La Conférence de Paris pour la paix au Proche-Orient fait presque carton plein

John Kerry sera à Paris dimanche 15 janvier pour participer à la Conférence internationale pour la paix au Proche-Orient, organisée par la France. Ni Benyamin Netanyahu ni Mahmoud Abbas n’y participeront, mais plusieurs dizaines de pays seront représentés dans la capitale française à une conférence pour laquelle s’active la diplomatie française.

RFI, jeudi 12 janvier 2017

Le secrétaire d'Etat américain John Kerry sera présent à la Conférence de Paris. REUTERS/Mandel Ngan/Pool

Soixante-dix pays ont été invités et presque tous ont répondu présents, dont une quarantaine au niveau ministériel. Les diplomates français poussent déjà un ouf de soulagement. Ni l’absence des dirigeants israélien et palestinien ni la prochaine arrivée de Donald Trump à la Maison-Blanche n’ont détourné la communauté internationale de cette conférence voulue et organisée par Paris.

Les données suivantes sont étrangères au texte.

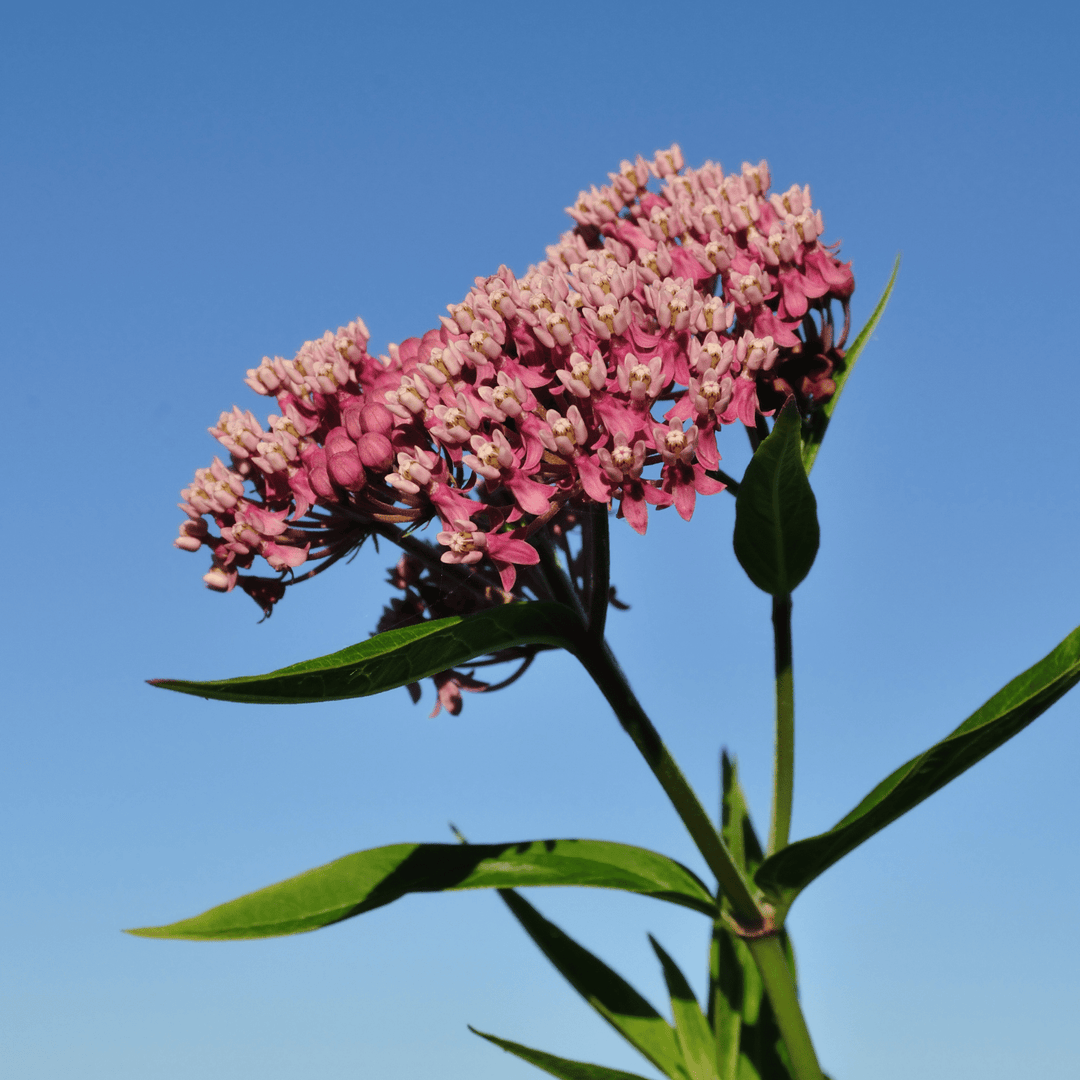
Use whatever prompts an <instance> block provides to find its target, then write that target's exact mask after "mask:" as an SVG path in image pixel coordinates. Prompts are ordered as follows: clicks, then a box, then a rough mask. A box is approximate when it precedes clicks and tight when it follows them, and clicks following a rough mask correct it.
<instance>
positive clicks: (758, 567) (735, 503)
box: [734, 401, 820, 596]
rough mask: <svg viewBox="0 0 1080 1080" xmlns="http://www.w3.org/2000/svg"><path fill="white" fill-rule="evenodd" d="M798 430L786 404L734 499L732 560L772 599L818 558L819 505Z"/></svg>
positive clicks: (818, 539) (782, 590)
mask: <svg viewBox="0 0 1080 1080" xmlns="http://www.w3.org/2000/svg"><path fill="white" fill-rule="evenodd" d="M799 424H800V420H799V414H798V410H797V409H796V407H795V403H794V401H789V402H788V403H787V404H786V405H785V406H784V408H783V409H782V410H781V413H780V416H779V417H778V418H777V422H775V423H774V424H773V427H772V432H771V433H770V434H769V436H768V437H767V438H766V440H765V441H764V442H762V443H761V445H760V446H759V447H758V448H757V453H755V455H754V457H753V458H751V461H750V464H748V465H747V467H746V473H745V475H744V476H743V478H742V483H741V484H740V485H739V495H737V496H735V531H734V548H735V556H737V558H738V559H739V563H740V565H741V566H742V568H743V569H744V570H745V571H746V575H747V577H748V578H750V580H751V581H753V582H754V584H755V585H757V588H758V589H762V590H765V592H767V593H771V594H772V595H773V596H783V595H785V594H787V593H791V592H792V590H794V589H795V586H796V585H797V584H798V583H799V582H800V581H801V580H802V579H804V578H805V577H806V576H807V575H808V573H809V572H810V567H811V566H813V561H814V557H815V556H816V554H818V542H819V539H820V535H819V529H818V503H816V500H815V499H814V497H813V491H812V490H811V489H810V481H808V480H807V473H806V469H805V468H804V465H802V448H801V442H800V436H799Z"/></svg>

« La solution de paix à deux Etats est aujourd’hui en péril », explique un diplomate français en se référant aux déclarations de Donald Trump très favorable à la droite israélienne. « Si les Etats-Unis déménagent leur ambassade en Israël pour l’installer à Jérusalem, alors il faut s’attendre à de très fortes réaction dans le monde musulman », s’inquiète ce diplomate.

A l’issue de la conférence de dimanche prochain, la France souhaite donc que la communauté internationale adresse un message fort aux Israéliens, aux Palestiniens et à la nouvelle administration américaine, rappelant les principes devant permettre la paix au Proche-Orient, sur la base de deux Etats pour deux peuples.

Selon nos informations, la France a tout essayé pour convaincre les dirigeants israéliens et palestiniens de faire le voyage. Elle leur a même proposé d’être reçus le soir même à l’Elysée pour entendre les explications et les assurances du président de la République. Mais seul Mahmoud Abbas a accepté l’invitation, il rencontrera François Hollande dimanche 15 ou lundi 16 janvier.